British Columbia Is Decriminalizing Small Amounts of Drugs

(Vancouver, British Columbia) — Canada’s government said Tuesday it will allow British Columbia to try a three-year experiment in decriminalizing possession of small amounts of drugs, seeking to stem a record number of overdose deaths by easing fear of arrest by users in need of help.

The policy approved by federal officials doesn’t legalize the substances, but Canadians in the Pacific coast province who possess up to 2.5 grams of illicit drugs for personal use will not be arrested or charged.

Three-year exemption will take effect on Jan. 31, and it will cover drug users aged 18 or over. It includes opioids and methamphetamines as well as MDMA (also known by ecstasy).

“Stigma and fear of criminalization cause some people to hide their drug use, use alone, or use in other ways that increase the risk of harm. This is why the Government of Canada treats substance use as a health issue, not a criminal one,” tweeted Dr. Theresa Tam, Canada’s chief public health officer.

The province’s health officer, Dr. Bonnie Henry, said that “we are taking an important step forward to removing that fear and shame and stigma.”

“This is not one single thing that will reverse this crisis but it will make a difference,” she added.

Dana Larsen, a drug policy reform activist, called the announcement “a step in the right direction,” but said he would prefer to see development of a safe drug supply.

Continue reading: Why are people more likely to overdose on Opioids?

“It’s not going to stop anybody dying of an overdose or drug poisoning,” Larsen said. “The drugs are still going to be contaminated.”

“I think we need stores where you can go in and find legal heroin, legal cocaine and legal ecstasy and things like that for adults,” he said. “The real solution to this problem is to treat it like alcohol and tobacco.”

Alissa Greer is an assistant professor at Simon Fraser University with a doctorate of public health. She believes that a controlled decriminalization could reduce overdose deaths.

She said it would be good for users to be able to obtain drugs from “a regulated supply through various models, whether that’s a prescription model, a pharmacy model, more of a compassion club model … rather than going down to 7-Eleven and buying heroin.”

British Columbia is the first Canadian province to apply for an exemption from Canada’s drug laws.

Portugal, in 2001 became the first country to legalize all drug consumption. People who are caught possessing less than a 10 day supply of any drug will be sent to the local commission. This consists of a physician, lawyer, and social worker. They learn about medical treatment options as well as available services.
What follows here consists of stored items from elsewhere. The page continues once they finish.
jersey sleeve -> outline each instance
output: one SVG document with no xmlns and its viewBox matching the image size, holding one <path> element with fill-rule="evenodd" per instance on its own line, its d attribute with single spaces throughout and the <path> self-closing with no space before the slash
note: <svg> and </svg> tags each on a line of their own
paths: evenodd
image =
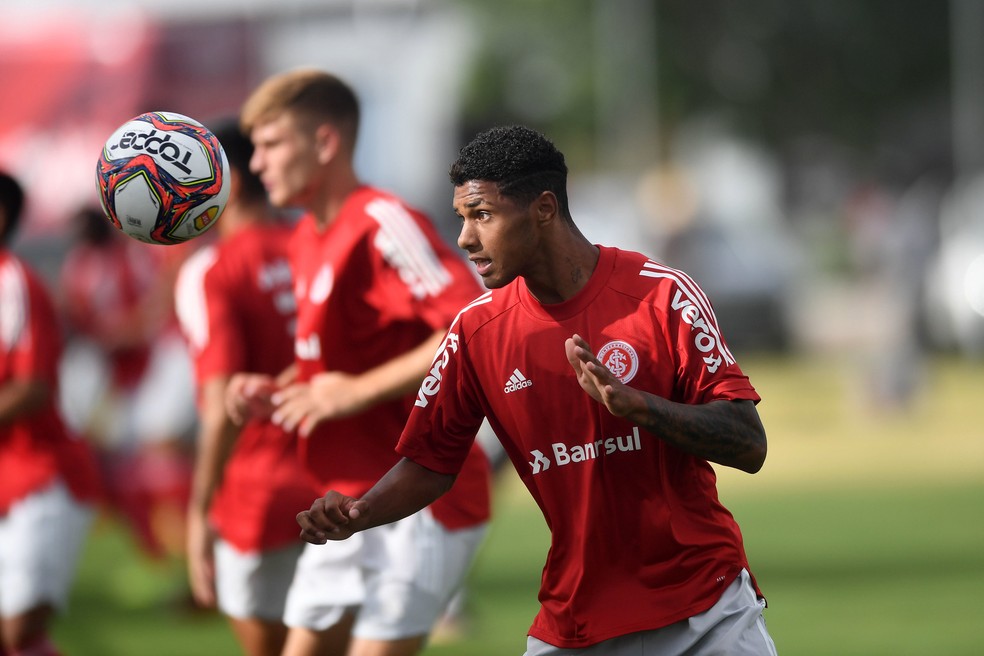
<svg viewBox="0 0 984 656">
<path fill-rule="evenodd" d="M 442 474 L 461 470 L 485 416 L 459 328 L 456 319 L 421 383 L 396 447 L 401 456 Z"/>
<path fill-rule="evenodd" d="M 59 339 L 54 308 L 26 269 L 14 259 L 0 261 L 0 349 L 3 378 L 42 380 L 54 385 Z"/>
<path fill-rule="evenodd" d="M 235 301 L 215 266 L 216 259 L 212 248 L 189 258 L 175 289 L 175 308 L 199 384 L 240 370 L 235 356 L 241 352 L 239 332 L 234 329 Z"/>
<path fill-rule="evenodd" d="M 218 270 L 205 275 L 205 310 L 209 339 L 199 356 L 203 380 L 230 375 L 245 369 L 243 330 L 237 312 L 235 290 Z"/>
<path fill-rule="evenodd" d="M 371 237 L 379 267 L 388 271 L 386 312 L 413 316 L 435 330 L 482 293 L 468 267 L 419 212 L 389 198 L 366 205 L 375 219 Z"/>
<path fill-rule="evenodd" d="M 676 390 L 680 401 L 761 399 L 725 343 L 711 302 L 688 275 L 674 272 L 667 298 L 654 307 L 666 313 L 666 339 L 676 356 Z"/>
</svg>

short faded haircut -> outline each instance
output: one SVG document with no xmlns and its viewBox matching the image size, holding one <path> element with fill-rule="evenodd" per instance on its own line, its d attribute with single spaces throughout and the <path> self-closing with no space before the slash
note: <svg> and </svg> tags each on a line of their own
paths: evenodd
<svg viewBox="0 0 984 656">
<path fill-rule="evenodd" d="M 317 69 L 297 69 L 267 78 L 239 114 L 243 132 L 258 123 L 291 112 L 308 125 L 331 123 L 351 144 L 359 131 L 359 100 L 340 78 Z"/>
<path fill-rule="evenodd" d="M 564 155 L 528 127 L 510 125 L 479 133 L 458 153 L 448 175 L 456 187 L 470 180 L 495 182 L 504 196 L 524 204 L 552 192 L 561 215 L 571 220 Z"/>
</svg>

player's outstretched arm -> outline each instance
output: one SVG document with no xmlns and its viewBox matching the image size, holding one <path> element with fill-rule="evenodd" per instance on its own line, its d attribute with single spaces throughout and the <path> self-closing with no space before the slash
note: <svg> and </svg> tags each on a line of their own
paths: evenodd
<svg viewBox="0 0 984 656">
<path fill-rule="evenodd" d="M 564 348 L 581 388 L 617 417 L 695 456 L 754 474 L 765 462 L 765 428 L 751 401 L 691 405 L 623 385 L 579 335 Z"/>
<path fill-rule="evenodd" d="M 324 544 L 403 519 L 437 500 L 451 489 L 454 479 L 403 458 L 361 499 L 334 490 L 315 499 L 310 509 L 297 514 L 301 538 Z"/>
</svg>

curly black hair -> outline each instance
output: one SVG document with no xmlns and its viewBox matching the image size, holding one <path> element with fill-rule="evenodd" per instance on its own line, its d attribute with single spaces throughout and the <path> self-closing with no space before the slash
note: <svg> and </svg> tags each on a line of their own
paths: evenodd
<svg viewBox="0 0 984 656">
<path fill-rule="evenodd" d="M 564 154 L 528 127 L 495 127 L 479 133 L 458 153 L 448 175 L 456 187 L 469 180 L 495 182 L 503 195 L 521 203 L 531 203 L 549 191 L 557 197 L 560 213 L 571 219 Z"/>
</svg>

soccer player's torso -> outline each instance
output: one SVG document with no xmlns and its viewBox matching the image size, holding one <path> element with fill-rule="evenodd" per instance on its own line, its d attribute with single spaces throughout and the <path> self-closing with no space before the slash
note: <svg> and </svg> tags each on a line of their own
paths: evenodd
<svg viewBox="0 0 984 656">
<path fill-rule="evenodd" d="M 290 235 L 291 228 L 281 224 L 247 228 L 220 245 L 209 271 L 216 279 L 214 288 L 227 297 L 222 311 L 235 312 L 220 319 L 236 334 L 219 330 L 216 338 L 241 340 L 217 349 L 236 350 L 235 356 L 244 358 L 237 371 L 276 376 L 293 362 L 297 306 L 287 257 Z"/>
<path fill-rule="evenodd" d="M 324 230 L 310 216 L 298 226 L 291 244 L 291 267 L 298 312 L 295 356 L 301 380 L 320 371 L 366 371 L 432 332 L 413 306 L 414 268 L 397 268 L 388 257 L 389 242 L 398 237 L 378 216 L 379 207 L 400 215 L 391 223 L 414 223 L 397 201 L 364 187 L 352 194 Z"/>
<path fill-rule="evenodd" d="M 551 526 L 534 626 L 548 642 L 575 646 L 577 631 L 597 638 L 682 619 L 681 609 L 709 607 L 744 566 L 710 465 L 590 398 L 564 349 L 578 334 L 624 384 L 674 401 L 757 399 L 729 366 L 706 300 L 677 274 L 603 249 L 566 303 L 541 306 L 520 281 L 462 317 L 466 375 Z M 575 630 L 570 617 L 591 619 Z"/>
<path fill-rule="evenodd" d="M 447 326 L 480 291 L 448 253 L 419 215 L 370 187 L 324 230 L 302 219 L 291 242 L 298 380 L 361 374 Z M 302 457 L 319 480 L 361 494 L 396 463 L 412 404 L 408 394 L 322 424 L 302 442 Z"/>
</svg>

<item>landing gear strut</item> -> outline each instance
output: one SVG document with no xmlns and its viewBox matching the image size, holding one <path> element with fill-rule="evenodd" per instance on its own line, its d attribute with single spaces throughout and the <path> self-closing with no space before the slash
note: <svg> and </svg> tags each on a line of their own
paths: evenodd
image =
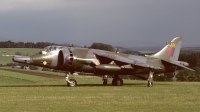
<svg viewBox="0 0 200 112">
<path fill-rule="evenodd" d="M 66 75 L 65 75 L 65 80 L 67 82 L 67 86 L 75 87 L 75 86 L 77 86 L 77 82 L 75 79 L 69 79 L 70 74 L 71 74 L 70 72 L 66 72 Z"/>
<path fill-rule="evenodd" d="M 122 86 L 123 85 L 123 80 L 119 77 L 119 75 L 114 75 L 113 80 L 112 80 L 112 85 L 113 86 Z"/>
<path fill-rule="evenodd" d="M 103 80 L 103 85 L 106 86 L 108 84 L 108 76 L 107 75 L 103 75 L 102 80 Z"/>
<path fill-rule="evenodd" d="M 153 86 L 153 74 L 154 74 L 154 71 L 149 72 L 149 78 L 148 78 L 148 84 L 147 84 L 148 87 Z"/>
</svg>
Oregon became the first state in America to legalize hard drugs. Under the change, possession of controlled substances is a newly created Class E “violation,” instead of a felony or misdemeanor. The maximum fine is $100, but the penalty can be waived by calling a hotline to receive a medical assessment. Calls can be made to access addiction counseling or other services.

Carolyn Bennett is the federal minister of mental and addictions. She said that this experiment in British Columbia can be used to model other Canadian jurisdictions.

“This time-limited exemption is the first of its kind in Canada,” she said. “Real-time adjustments will be made upon receiving analysis of any data that indicates a need to change.”

In British Columbia there has been over 9400 deaths caused by toxic illegal drugs. The current record is 2,224 for 2021.

Kennedy Stewart, Vancouver mayor, said that he receives emails each Monday about drug-related deaths. He received nine of them last week and twelve the week before. One week, he said it was his family.

“I felt like crying, and I still feel like crying. This is a big, big thing,” Stewart said.

Federal officials set a 2.5-gram limit for this experiment, which is less than the requested 4.5 grams by British Columbia. The higher amount already had been called too low a threshold by some drug-user groups that have said the province didn’t adequately consult them.

Sheila Malcolmson, British Columbia’s minister of mental health, said fear of being criminalized has led many people to hide their addiction and use drugs alone.

“Using alone can mean dying alone, particularly in this climate of tragically increased illicit drug toxicity,” Malcolmson said.

She stated that the British Columbia Coroner reported that five to seven people per day die from overdoses in British Columbia. The half-millionth of them occur in private residences, and often are committed by people who are not with their families.

“Fear and shame keeps drug use a secret,” she said.